家を売るには、売主と買主が不動産業者の仲介を受けながら、条件を話し合って売買契約を結ぶものであると思っている人は多いでしょう。事実、居住用の土地と建物の売却ではそのような形で行われるケースが大変多いです。しかし、その一方で、不動産売却のケースの中には、購入者を入札によって決めるケースも存在します。

入札を導入した不動産売却では、媒介契約後に不動産業者が売主から提供を受けた物件に関する資料をもとに、競争入札の案内を出します。購入希望者は案内文の指示にしたがって参加の申し込みを行い、その後決められた受付期間の中で購入費用として出せる金額を決めて入札を行います。受付期間が終わると直ちに開札が行われ、売主側が提示した最低落札価格以上の金額であり、なおかつその中で最も高い金額を記入して入札した人が落札者となります。落札者はそのあと買受資格審査を受け、不適格である事項が無ければ買受人となり、指定された日までに売主と売買契約を結べば、不動産の譲渡が成立します。

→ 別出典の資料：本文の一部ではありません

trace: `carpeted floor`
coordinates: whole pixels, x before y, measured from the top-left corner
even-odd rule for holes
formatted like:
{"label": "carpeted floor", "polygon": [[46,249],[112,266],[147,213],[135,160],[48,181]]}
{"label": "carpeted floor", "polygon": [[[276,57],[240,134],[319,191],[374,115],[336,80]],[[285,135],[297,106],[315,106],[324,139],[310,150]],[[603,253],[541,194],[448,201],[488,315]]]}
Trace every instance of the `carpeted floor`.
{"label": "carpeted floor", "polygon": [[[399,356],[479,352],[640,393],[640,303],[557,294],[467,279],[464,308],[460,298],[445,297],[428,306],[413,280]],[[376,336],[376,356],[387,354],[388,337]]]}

この形式で不動産売却を行うメリットは、必ず売主本人の希望通りに売却できることと、購入希望者は他の者よりも高い価格を提示しなければ買受人になることができないことから、市場価格より相当高い値がついて売却できる可能性があることです。ただし、これらのメリットが得られるのは最低落札価格を適正に設定できた場合に限られます。最低落札価格を高くし過ぎると、購入希望者があらわれず、後日安く設定しなおして手続きをやりなおさなければならないので、不動産業者とよく話し合って基準となる価格を決めましょう。